Investing in bonds is a good way to generate extra income without taking on the added risk of the stock market. But while you do stand to make money by buying bonds, you should be aware that in some cases, you'll lose a portion of your earnings to taxes. The interest you receive from corporate bonds is always taxable. Furthermore, while savings bonds and government-issued Treasury bonds are exempt from state and local taxes, they are taxable at the federal level. Then there are municipal bonds, which are always federal tax-exempt but sometimes subject to state and local taxes. Understanding how bond interest is taxed can help you choose the right investments.


Paying taxes on bond interest

Whenever you make money, the IRS likes to get a piece of the action, and bond interest is no exception. Generally speaking, the only way to completely avoid paying taxes on bond interest is to buy municipal bonds issued by your home state. If you buy municipal bonds issued by another state, you'll avoid federal taxes, but you'll be subject to state and local taxes that apply.

Treasury bonds and savings bonds work the opposite way -- you'll avoid state and local taxes but pay federal taxes on your interest. That said, if you use your savings bonds to pay for higher education costs, you may be eligible to avoid federal income taxes. This exception applies to eligible Series EE and I Bonds issued after 1989, and you'll need to meet certain criteria to snag that interest tax-free. For example, your bonds must be used to cover qualified expenses, and your expenses must be incurred during the same tax year you redeem your bonds.

Corporate bonds, meanwhile, offer zero opportunity to avoid taxes. Corporate bonds typically pay interest twice a year, and you're required to report that interest as income on your return.

Weighing your pros and cons

You have several options for investing in bonds, each of which comes with its own set of benefits and drawbacks. Treasury bonds, for example, are considered virtually risk-free, which means you don't have to worry about losing your principal investment. On the other hand, treasury bond yields are much lower than those of corporate bonds, and on a tax-adjusted basis, municipal bonds have yielded 25%-30% more than Treasury bonds over time. Throw in the fact that Treasury bond interest is taxable at the federal level, and your opportunity to profit is somewhat limited.

Corporate bonds, on the other hand, typically offer the highest yields, but because their interest is taxable, you'll lose a portion of what you make right off the bat. The amount you ultimately pay will depend on your tax rate, but if you make $1,000 in bond interest over the course of a year but typically lose 25% of your income to taxes, you'll end up with just $750. Keep in mind that unlike your paycheck, those taxes won't be taken out automatically; you'll receive your interest payments in full, but you'll need to pay taxes on them when you file your return.
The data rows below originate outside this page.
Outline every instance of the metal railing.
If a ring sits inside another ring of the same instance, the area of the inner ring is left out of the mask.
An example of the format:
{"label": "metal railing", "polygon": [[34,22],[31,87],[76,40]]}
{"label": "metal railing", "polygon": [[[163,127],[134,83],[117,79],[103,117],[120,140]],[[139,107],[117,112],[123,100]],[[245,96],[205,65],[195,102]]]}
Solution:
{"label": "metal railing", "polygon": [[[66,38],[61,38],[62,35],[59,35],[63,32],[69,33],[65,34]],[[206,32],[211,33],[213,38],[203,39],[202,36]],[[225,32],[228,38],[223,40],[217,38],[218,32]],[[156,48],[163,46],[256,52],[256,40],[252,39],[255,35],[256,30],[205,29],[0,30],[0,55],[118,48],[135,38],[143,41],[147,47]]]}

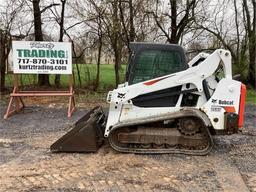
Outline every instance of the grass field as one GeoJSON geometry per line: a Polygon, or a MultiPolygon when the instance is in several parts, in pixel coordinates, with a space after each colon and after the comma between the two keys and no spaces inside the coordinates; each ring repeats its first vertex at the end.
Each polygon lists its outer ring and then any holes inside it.
{"type": "MultiPolygon", "coordinates": [[[[93,84],[95,77],[96,77],[96,65],[93,64],[79,64],[78,65],[81,82],[83,88],[91,87],[93,84]]],[[[122,65],[120,69],[120,79],[121,82],[124,80],[124,75],[126,71],[126,65],[122,65]]],[[[78,70],[76,65],[73,65],[73,74],[75,76],[75,86],[79,87],[78,81],[78,70]]],[[[54,75],[50,75],[50,83],[54,85],[54,75]]],[[[36,75],[23,75],[22,76],[22,84],[23,85],[33,85],[37,82],[36,75]]],[[[61,76],[61,85],[63,87],[68,86],[68,76],[62,75],[61,76]]],[[[6,86],[12,87],[12,75],[6,76],[6,86]]],[[[112,89],[115,86],[115,72],[114,72],[114,65],[109,64],[102,64],[100,65],[100,91],[106,92],[106,90],[112,89]]],[[[85,93],[88,97],[97,97],[96,93],[89,92],[85,93]],[[89,95],[88,95],[89,94],[89,95]],[[96,94],[96,95],[95,95],[96,94]]],[[[254,103],[256,104],[256,91],[249,89],[247,90],[246,95],[246,102],[247,103],[254,103]]]]}
{"type": "Polygon", "coordinates": [[[256,104],[256,91],[255,90],[253,90],[253,89],[247,90],[246,103],[256,104]]]}
{"type": "MultiPolygon", "coordinates": [[[[78,69],[80,71],[81,85],[82,87],[88,87],[93,84],[96,78],[96,65],[93,64],[79,64],[78,69]]],[[[122,65],[120,69],[120,80],[124,80],[126,65],[122,65]]],[[[75,77],[75,86],[79,86],[78,70],[76,65],[73,65],[73,74],[75,77]]],[[[54,85],[55,75],[50,75],[50,84],[54,85]]],[[[37,75],[22,75],[22,85],[35,85],[37,82],[37,75]]],[[[61,75],[61,85],[63,87],[68,86],[68,76],[61,75]]],[[[100,89],[104,90],[108,87],[115,85],[115,72],[114,65],[102,64],[100,65],[100,89]]],[[[6,76],[6,87],[12,87],[12,75],[6,76]]]]}

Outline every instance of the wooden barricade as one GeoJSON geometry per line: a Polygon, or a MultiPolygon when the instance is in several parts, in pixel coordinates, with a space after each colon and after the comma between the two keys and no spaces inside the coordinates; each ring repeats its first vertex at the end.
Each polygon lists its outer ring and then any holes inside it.
{"type": "Polygon", "coordinates": [[[75,110],[75,98],[74,98],[74,88],[73,88],[73,76],[69,75],[69,90],[68,91],[23,91],[19,87],[19,77],[18,74],[14,74],[14,87],[10,94],[10,101],[4,115],[4,119],[7,119],[14,113],[20,112],[24,107],[24,101],[22,97],[45,97],[45,96],[66,96],[69,98],[68,104],[68,117],[72,116],[75,110]]]}

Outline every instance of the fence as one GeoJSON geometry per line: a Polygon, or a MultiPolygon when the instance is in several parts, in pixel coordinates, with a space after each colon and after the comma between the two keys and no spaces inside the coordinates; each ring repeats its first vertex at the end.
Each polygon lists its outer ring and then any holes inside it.
{"type": "MultiPolygon", "coordinates": [[[[96,78],[95,64],[73,64],[73,76],[74,76],[74,86],[75,87],[88,87],[93,86],[96,78]]],[[[126,65],[122,65],[119,71],[120,79],[124,79],[126,65]]],[[[50,84],[54,85],[55,75],[49,75],[50,84]]],[[[13,86],[13,77],[11,74],[6,75],[6,87],[11,88],[13,86]]],[[[61,87],[68,87],[68,77],[66,75],[61,76],[61,87]]],[[[33,74],[23,74],[20,75],[21,86],[37,86],[37,75],[33,74]]],[[[100,89],[106,89],[108,87],[115,86],[115,72],[114,65],[112,64],[102,64],[100,65],[100,89]]]]}

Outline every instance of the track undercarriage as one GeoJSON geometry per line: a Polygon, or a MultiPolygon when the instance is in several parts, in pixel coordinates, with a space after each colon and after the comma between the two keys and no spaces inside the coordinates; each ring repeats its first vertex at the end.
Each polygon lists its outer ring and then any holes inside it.
{"type": "Polygon", "coordinates": [[[205,155],[212,147],[208,128],[194,116],[119,127],[108,140],[115,150],[129,153],[205,155]]]}

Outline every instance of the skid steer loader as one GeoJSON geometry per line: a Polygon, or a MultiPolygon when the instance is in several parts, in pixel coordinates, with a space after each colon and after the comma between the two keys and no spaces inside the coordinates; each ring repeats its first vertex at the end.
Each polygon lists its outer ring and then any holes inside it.
{"type": "Polygon", "coordinates": [[[205,155],[212,135],[243,126],[246,87],[232,79],[231,54],[217,49],[189,63],[178,45],[131,43],[126,82],[51,146],[95,152],[104,138],[119,152],[205,155]]]}

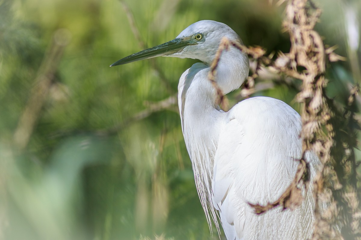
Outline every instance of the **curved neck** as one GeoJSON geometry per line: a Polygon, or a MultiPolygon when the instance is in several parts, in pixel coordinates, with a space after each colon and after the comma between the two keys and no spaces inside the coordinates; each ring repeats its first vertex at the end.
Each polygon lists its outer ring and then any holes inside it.
{"type": "Polygon", "coordinates": [[[248,76],[248,56],[234,47],[222,52],[216,69],[216,81],[223,94],[239,88],[248,76]]]}

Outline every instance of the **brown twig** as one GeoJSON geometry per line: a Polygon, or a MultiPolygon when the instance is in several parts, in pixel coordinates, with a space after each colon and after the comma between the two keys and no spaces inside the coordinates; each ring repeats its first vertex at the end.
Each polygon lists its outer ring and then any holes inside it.
{"type": "Polygon", "coordinates": [[[70,39],[70,33],[66,29],[59,29],[54,34],[52,42],[34,81],[34,86],[14,134],[14,143],[20,150],[27,145],[47,98],[64,49],[70,39]]]}
{"type": "MultiPolygon", "coordinates": [[[[357,99],[358,92],[355,88],[351,89],[348,105],[344,110],[336,108],[334,102],[326,96],[327,81],[324,76],[325,56],[331,61],[344,59],[333,52],[335,48],[325,50],[321,37],[313,30],[321,12],[310,0],[289,0],[283,22],[292,44],[289,53],[280,53],[273,60],[272,55],[265,56],[265,51],[260,47],[249,48],[223,40],[212,63],[209,78],[217,89],[221,103],[222,92],[218,90],[214,80],[216,71],[222,51],[233,46],[250,55],[256,63],[253,74],[247,80],[245,90],[241,90],[242,96],[248,97],[257,91],[254,81],[261,69],[302,81],[300,89],[286,82],[299,91],[296,100],[302,104],[303,157],[296,174],[290,186],[276,201],[265,206],[250,205],[257,213],[260,213],[277,206],[292,208],[300,204],[302,198],[300,184],[303,182],[306,188],[308,186],[304,157],[307,151],[313,151],[319,156],[322,166],[313,184],[316,219],[312,239],[361,239],[361,190],[356,184],[358,177],[356,169],[358,164],[353,150],[357,145],[355,129],[360,129],[355,117],[357,109],[355,100],[357,99]],[[297,71],[297,67],[305,70],[297,71]],[[322,203],[329,203],[323,212],[319,207],[319,204],[322,205],[322,203]],[[337,230],[340,227],[340,232],[337,230]]],[[[279,79],[276,78],[273,82],[279,79]]]]}

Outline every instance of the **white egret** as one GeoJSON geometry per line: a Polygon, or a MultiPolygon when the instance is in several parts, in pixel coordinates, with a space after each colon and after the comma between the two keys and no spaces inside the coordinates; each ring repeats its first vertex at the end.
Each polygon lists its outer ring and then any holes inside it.
{"type": "MultiPolygon", "coordinates": [[[[208,76],[224,37],[242,44],[225,24],[200,21],[175,39],[111,66],[160,56],[201,61],[180,77],[178,100],[184,141],[208,222],[213,219],[218,227],[219,214],[229,240],[309,238],[314,219],[312,186],[308,192],[303,191],[305,200],[293,210],[279,207],[258,215],[248,204],[275,200],[293,179],[302,151],[300,118],[283,102],[267,97],[244,100],[227,112],[220,109],[208,76]]],[[[249,69],[247,55],[231,47],[221,56],[217,83],[226,94],[240,87],[249,69]]],[[[312,179],[319,160],[312,153],[306,155],[312,179]]]]}

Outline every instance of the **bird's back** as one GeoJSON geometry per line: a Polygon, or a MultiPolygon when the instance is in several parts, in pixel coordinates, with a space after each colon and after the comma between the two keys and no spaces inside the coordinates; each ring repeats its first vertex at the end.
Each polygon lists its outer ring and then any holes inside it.
{"type": "MultiPolygon", "coordinates": [[[[276,200],[289,185],[301,154],[298,114],[266,97],[244,100],[225,113],[214,157],[213,204],[229,239],[301,239],[313,227],[312,188],[293,210],[276,208],[256,215],[248,204],[276,200]]],[[[311,177],[319,164],[307,154],[311,177]]],[[[304,194],[305,193],[304,193],[304,194]]]]}

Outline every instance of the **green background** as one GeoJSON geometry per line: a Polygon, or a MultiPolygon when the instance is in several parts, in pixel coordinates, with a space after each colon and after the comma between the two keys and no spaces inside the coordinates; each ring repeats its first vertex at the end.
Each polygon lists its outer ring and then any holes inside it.
{"type": "MultiPolygon", "coordinates": [[[[142,114],[175,96],[179,77],[197,60],[159,58],[159,70],[149,60],[109,68],[143,49],[124,4],[147,47],[212,19],[247,46],[287,53],[285,4],[273,1],[0,0],[0,239],[210,238],[176,104],[142,114]],[[66,46],[52,62],[55,41],[66,46]],[[51,86],[22,147],[14,133],[47,68],[53,70],[51,86]]],[[[360,50],[349,44],[360,32],[361,3],[316,1],[323,10],[316,30],[350,59],[327,63],[327,95],[343,104],[361,80],[360,50]]],[[[231,105],[242,100],[240,91],[229,95],[231,105]]],[[[275,84],[254,95],[298,109],[296,94],[275,84]]]]}

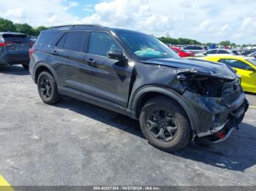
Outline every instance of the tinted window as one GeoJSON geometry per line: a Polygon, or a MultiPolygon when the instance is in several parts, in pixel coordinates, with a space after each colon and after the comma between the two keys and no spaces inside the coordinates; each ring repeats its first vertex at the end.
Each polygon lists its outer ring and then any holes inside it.
{"type": "Polygon", "coordinates": [[[30,39],[24,34],[3,34],[3,37],[5,42],[31,42],[30,39]]]}
{"type": "Polygon", "coordinates": [[[229,54],[230,52],[225,50],[219,50],[218,51],[219,54],[229,54]]]}
{"type": "Polygon", "coordinates": [[[37,45],[39,47],[48,47],[50,42],[59,34],[59,31],[42,31],[37,41],[37,45]]]}
{"type": "Polygon", "coordinates": [[[63,45],[64,45],[64,42],[65,41],[65,38],[66,38],[66,35],[67,34],[65,33],[64,34],[63,34],[61,37],[61,39],[59,40],[57,44],[56,44],[56,47],[59,48],[62,48],[63,45]]]}
{"type": "Polygon", "coordinates": [[[180,58],[170,47],[153,36],[121,30],[116,34],[139,60],[180,58]]]}
{"type": "Polygon", "coordinates": [[[224,63],[233,68],[237,68],[244,70],[245,70],[248,66],[248,65],[244,62],[236,59],[221,59],[219,62],[224,63]]]}
{"type": "Polygon", "coordinates": [[[91,33],[89,53],[108,57],[108,52],[113,49],[121,50],[110,34],[104,32],[91,33]]]}
{"type": "Polygon", "coordinates": [[[68,32],[63,48],[72,51],[81,51],[85,34],[85,32],[68,32]]]}
{"type": "Polygon", "coordinates": [[[217,50],[208,50],[206,52],[206,54],[217,54],[217,50]]]}

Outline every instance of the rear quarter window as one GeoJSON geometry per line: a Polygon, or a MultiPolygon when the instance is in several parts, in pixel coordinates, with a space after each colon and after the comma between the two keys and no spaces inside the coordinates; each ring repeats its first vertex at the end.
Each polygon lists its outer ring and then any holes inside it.
{"type": "Polygon", "coordinates": [[[50,42],[60,33],[58,31],[42,31],[37,41],[37,46],[48,47],[50,42]]]}
{"type": "Polygon", "coordinates": [[[31,39],[26,35],[23,34],[4,34],[3,38],[4,42],[23,43],[31,42],[31,39]]]}
{"type": "Polygon", "coordinates": [[[85,36],[86,32],[83,31],[67,32],[64,42],[63,48],[72,51],[81,51],[85,36]]]}

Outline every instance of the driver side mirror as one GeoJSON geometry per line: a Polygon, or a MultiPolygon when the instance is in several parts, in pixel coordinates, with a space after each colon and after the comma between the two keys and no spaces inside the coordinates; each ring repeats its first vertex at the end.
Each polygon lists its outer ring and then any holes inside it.
{"type": "Polygon", "coordinates": [[[110,59],[116,61],[124,60],[124,52],[121,50],[113,49],[108,51],[108,56],[110,59]]]}
{"type": "Polygon", "coordinates": [[[246,68],[246,70],[252,71],[254,71],[254,72],[256,71],[256,69],[254,69],[254,68],[252,68],[252,66],[247,66],[247,67],[246,68]]]}

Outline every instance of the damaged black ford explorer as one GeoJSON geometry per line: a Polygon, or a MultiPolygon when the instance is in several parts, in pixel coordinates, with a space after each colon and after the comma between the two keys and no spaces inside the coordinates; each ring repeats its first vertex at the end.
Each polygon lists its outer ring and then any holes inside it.
{"type": "Polygon", "coordinates": [[[155,37],[98,25],[53,27],[30,50],[42,101],[71,96],[140,121],[149,143],[173,152],[226,139],[249,104],[236,71],[179,58],[155,37]]]}

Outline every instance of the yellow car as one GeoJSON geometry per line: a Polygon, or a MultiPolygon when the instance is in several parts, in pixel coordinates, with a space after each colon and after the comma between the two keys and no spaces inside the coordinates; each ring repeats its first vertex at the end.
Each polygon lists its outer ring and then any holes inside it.
{"type": "Polygon", "coordinates": [[[241,77],[241,86],[244,90],[256,93],[256,59],[255,58],[231,55],[217,55],[197,58],[223,63],[233,67],[241,77]]]}

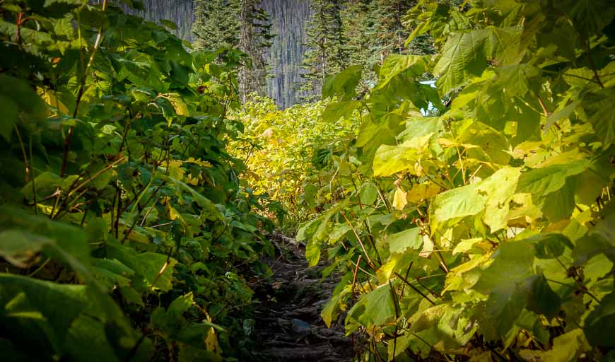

If you're worried about taxes, you might consider municipal bonds as a reasonable middle ground. Municipal bonds are triple tax-exempt provided you buy bonds issued by your home state, and while their yields are traditionally lower than those of corporate bonds, you get the opportunity to bank all of your interest income instead of losing a portion to taxes.

Of course, in some cases, it might make more sense to pay taxes on corporate bond interest than collect a lower amount of municipal bond interest tax-free. To see which scenario will better benefit you, you can use our handy online tool to calculate your tax-equivalent yield.

Finally, don't forget the risk factor when choosing between bonds. Corporate bonds typically offer the highest yields but come with the highest risks. Municipal bonds, meanwhile, are 50 to 100 times less likely to default than comparably rated corporate bonds. As is the case with all investments, you'll need to consider not just the tax implications when buying bonds, but the extent to which you might lose money if things end up going sour.